Il est donc nécessaire de décrire au mieux les formes chimiques de l’uranium lors du transfert vers les cellules osseuses et in fine lors de l’accumulation dans la matrice osseuse elle-même. Pour ce faire, nous devons employer des techniques spectroscopiques qui permettent de préciser la forme chimique de l’uranium in situ. Notre outil principal est la spectroscopie d’absorption des rayons X, qui se pratique sur une ligne de lumière d’anneau synchrotron. Ainsi, la ligne « Mars » du synchrotron Soleil (Saclay) ou la ligne « ROBL » du synchrotron ESRF (Grenoble), pour ne citer que ces deux lignes de lumière implantées en France, sont dédiées à l’étude des composés radioactifs. Nous avons, par exemple, pu définir les modes de liaison de l’uranium avec l’ostéopontine, une protéine impliquée dans la régénérescence osseuse. Cette technique nous a également permis de préciser la forme chimique de l’uranium à l’intérieur de cellules ostéoblastiques et a révélé la présence d’une forme précipitée de phosphate d’uranyle. Toutes ces données doivent permettre de mieux comprendre comment l’uranium s’accumule dans la matrice osseuse et quels sont les mécanismes biochimiques qui le permettent.
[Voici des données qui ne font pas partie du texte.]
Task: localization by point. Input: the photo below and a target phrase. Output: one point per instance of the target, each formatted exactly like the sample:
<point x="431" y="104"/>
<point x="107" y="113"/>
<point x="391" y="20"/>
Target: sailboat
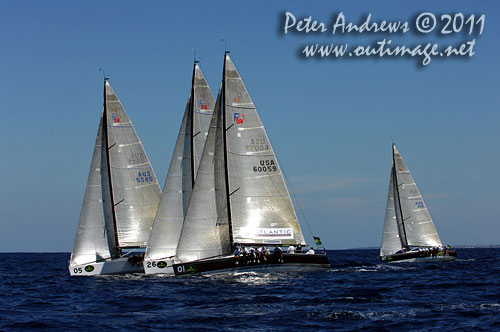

Cet exemple relatif à la toxicologie montre combien la radiochimie moderne est liée à de nombreuses disciplines connexes, voire au-delà. De par son rôle au XXe siècle, elle est impliquée dans de nombreuses questions sociétales et politiques et touche les domaines de la santé, de l’énergie et de la sécurité, à telle enseigne qu’il serait difficile d’en faire une synthèse exhaustive. Mais elle ne saurait répondre à elle seule à toutes les questions posées, étant avant tout et par nécessité une discipline transverse3. C’est également à ce titre et du fait de sa nature même que la radiochimie déborde largement des cadres scientifiques pour s’inviter dans des problématiques de société émargeant aux thématiques des sciences humaines et sociales. Depuis la découverte des rayons uraniques, la radiochimie s’est donc transformée : plus vaste dans ses implications, moins monodisciplinaire dans ses applications.
Les points de vue, les opinions et les analyses publiés dans cette rubrique n’engagent que leur auteur. Ils ne sauraient constituer une quelconque position du CNRS.
- 1. La définition complète est consultable sur le site de l’IUPAC : https://goldbook.iupac.org/html/R/R05099.html
- 2. Unité mixte de recherche Tiro-Matos, à la faculté de médecine de Nice. http://www.biophytiro.unice.fr/tiro/
- 3. Voir par exemple les activités de la sous-division « chimie sous rayonnement et radiochimie » de la division chimie-physique de la Société chimique de France.